Ken Wheaton’s Bacon and Egg Man

Filed under:Authors,Books,Cool,Food,Politics,Reviews — posted by Anwyn on April 11, 2013 @ 11:05 pm

I bought Bacon and Egg Man because I liked Wheaton’s first book, The First Annual Grand Prairie Rabbit Festival, but I bought it thinking I wouldn’t be able to read it for months because law school. I haven’t read anything without a case name or a blog heading in months. Instead, I started it on the plane out for spring break and had it finished before I had to get back on the plane to come home. It is a snappy, hilarious read that brings up serious issues without taking itself any too seriously. In two words: thoughtful and funny. And since it’s well written and doesn’t make me claw my editor’s eyes out of my head, what more do you want?

Wes lives in the northeast corner of what used to be the United States. New York and its surrounding blue-state cohorts have seceded, and in the resulting Federation, original Bloomberg’s original soda ban has led to the illegality of fat and sugar and basically everything that tastes good. The people eat tofu and vegetables and visit the doctor by mandate to have their body fat monitored. Strangely, this has not stopped people from dying of heart attacks or cancer, but nobody seems to grasp the implications of that. Wes lives the life of an average guy who works a job, makes a living at it, and keeps to himself. But he’s a drug dealer and a user—not only does he get bacon, eggs, real milk and butter, ribeyes, sausage, and yes, soda for his clients, he eats them himself, cooking them up in a black cast-iron skillet (whose appearance, all by itself, won my heart in the first chapter). And soon he gets caught.

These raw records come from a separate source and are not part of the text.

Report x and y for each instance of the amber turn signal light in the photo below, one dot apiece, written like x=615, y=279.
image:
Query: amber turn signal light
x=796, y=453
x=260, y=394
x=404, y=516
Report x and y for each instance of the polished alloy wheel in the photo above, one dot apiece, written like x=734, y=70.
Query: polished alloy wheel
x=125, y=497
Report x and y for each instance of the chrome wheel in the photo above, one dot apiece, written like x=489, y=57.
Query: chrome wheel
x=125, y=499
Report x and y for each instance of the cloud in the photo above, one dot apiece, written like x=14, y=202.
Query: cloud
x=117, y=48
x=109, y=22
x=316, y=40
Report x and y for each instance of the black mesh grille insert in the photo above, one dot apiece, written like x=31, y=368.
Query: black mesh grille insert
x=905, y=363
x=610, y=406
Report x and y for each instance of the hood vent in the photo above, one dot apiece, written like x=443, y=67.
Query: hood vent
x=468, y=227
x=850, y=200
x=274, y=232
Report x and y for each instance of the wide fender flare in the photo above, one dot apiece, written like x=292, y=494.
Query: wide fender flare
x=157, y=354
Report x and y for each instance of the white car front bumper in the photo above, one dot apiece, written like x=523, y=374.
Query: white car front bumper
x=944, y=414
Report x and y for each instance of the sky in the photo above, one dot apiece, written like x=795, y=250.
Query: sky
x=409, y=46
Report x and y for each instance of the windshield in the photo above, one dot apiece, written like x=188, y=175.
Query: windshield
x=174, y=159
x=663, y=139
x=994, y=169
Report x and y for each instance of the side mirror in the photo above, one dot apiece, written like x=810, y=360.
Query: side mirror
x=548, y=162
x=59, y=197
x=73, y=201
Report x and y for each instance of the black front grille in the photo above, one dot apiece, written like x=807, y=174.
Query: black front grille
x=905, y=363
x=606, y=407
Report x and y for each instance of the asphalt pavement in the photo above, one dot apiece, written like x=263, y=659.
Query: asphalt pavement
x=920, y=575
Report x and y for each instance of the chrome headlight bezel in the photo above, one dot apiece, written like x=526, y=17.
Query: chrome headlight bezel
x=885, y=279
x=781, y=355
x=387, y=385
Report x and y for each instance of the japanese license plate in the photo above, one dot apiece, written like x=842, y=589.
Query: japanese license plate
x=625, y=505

Wheaton has a positive gift for loading a lot of entertaining, detailed exposition into a short stretch that doesn’t weary because it doesn’t feel like lengthy or unnecessary narration. As in his first book, we are introduced to the characters swiftly, but in a perfect medium—we’re not plunged directly into the middle of unfamiliar action but not subjected to a tedious process of setting the stage. From there, he scatters details that round out the future vision he’s created, note-perfectly hilarious. He’s like a Sherlock Holmes in that when I read his projection of the future, I thought, “Of COURSE that’s the way it’s going to go, based on the trends we have now,” but I wouldn’t have thought of it myself. (Holmes used to get irritated with Watson for saying how simple things were once Holmes explained them.) In that sense, he’s also like a good mystery writer, since in a mystery, when you find out who the perp is, you should say “OF COURSE,” but you shouldn’t have seen it coming too easily.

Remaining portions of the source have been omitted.